Küçük ada ülkeleri, bir yandan iklim değişikliğinin etkilerine karşı fiziksel önlemler alırken, bir yandan da uluslararası arenada haklarını savunmaya çalışıyor. Bu yalnızca onların kendi hayatta kalma mücadeleleri değil, aynı zamanda dünyanın geri kalanı için de güçlü bir iklim dayanışması çağrısı…
39 eyalet ve 18 ortak üyeden oluşan bir grup olan Gelişmekte Olan Küçük Ada Devletleri (SIDS), Birleşmiş Milletler tarafından artan deniz seviyelerine ve dünya ısınırken daha şiddetli aşırı hava koşullarına karşı özellikle savunmasız olarak kabul ediliyor. Ancak bu devletlerin birçoğu, ağır bir borç yükü altında eziliyor ve bu borç yükü aynı zamanda iklim krizine yanıt verme ihtimalini de engelliyor. Küçük ada ülkeleri, uzun süredir zengin ülkelerin neden olduğu karbon emisyonları nedeniyle iklim finansmanına erişim talep ediyor. Bu talepler, COP29 İklim Zirvesi’nde bir kez daha dile getirildi. Ancak bu talep yıllık 300 milyar dolarlık küresel bir hedefle sınırlı kaldı.
Ciddi bir varoluş krizi
Bu hayal kırıklığı, adaları kendi başlarının çaresine bakmaya mecbur ediyor. Bu da çok farklı çıkış yollarını beraberinde getiriyor.
Pasifik Okyanusu’ndaki küçük ada ülkesi Tuvalu, iklim değişikliğinin etkileri nedeniyle 2050 yılına kadar kara parçasının büyük bir kısmının su altında kalabileceği gerçeğiyle yüzleşiyor. Bu yalnızca Tuvalu’ya özgü bir sorun değil; deniz seviyesinin yükselmesi ve aşırı hava olaylarının sıklaşması, düşük rakımlı ada devletlerini ciddi bir varoluş krizine sürüklüyor.

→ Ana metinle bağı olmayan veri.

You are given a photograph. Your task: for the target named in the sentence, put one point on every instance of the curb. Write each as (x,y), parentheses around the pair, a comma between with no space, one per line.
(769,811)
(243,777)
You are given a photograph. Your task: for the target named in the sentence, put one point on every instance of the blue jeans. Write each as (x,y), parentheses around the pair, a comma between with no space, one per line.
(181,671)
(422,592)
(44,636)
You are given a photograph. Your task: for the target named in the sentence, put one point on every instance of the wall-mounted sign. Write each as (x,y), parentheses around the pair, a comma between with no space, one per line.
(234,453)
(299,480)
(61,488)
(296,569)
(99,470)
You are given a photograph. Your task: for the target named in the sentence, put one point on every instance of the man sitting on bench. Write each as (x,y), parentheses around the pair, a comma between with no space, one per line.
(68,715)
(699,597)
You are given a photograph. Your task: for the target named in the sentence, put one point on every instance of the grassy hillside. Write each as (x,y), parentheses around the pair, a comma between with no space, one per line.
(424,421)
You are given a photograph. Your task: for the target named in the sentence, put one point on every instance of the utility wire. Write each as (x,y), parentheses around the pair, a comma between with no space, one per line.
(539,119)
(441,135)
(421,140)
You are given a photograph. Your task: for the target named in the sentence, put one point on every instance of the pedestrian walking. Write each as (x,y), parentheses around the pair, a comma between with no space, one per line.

Solomon Adaları’ndaki trajik durum, beş küçük adanın tamamen kaybolmasıyla başlamış durumda. İklim değişikliğinin etkileri, yalnızca fiziksel alan kaybıyla sınırlı değil; kıyı taşkınlarının ekonomilere etkisi de her geçen yıl artıyor. Bilim insanları, 2050’ye kadar küçük ada ülkelerindeki kıyı taşkınlarının yıllık ekonomik zararları 9 ila 11 kat artıracağını tahmin ediyor.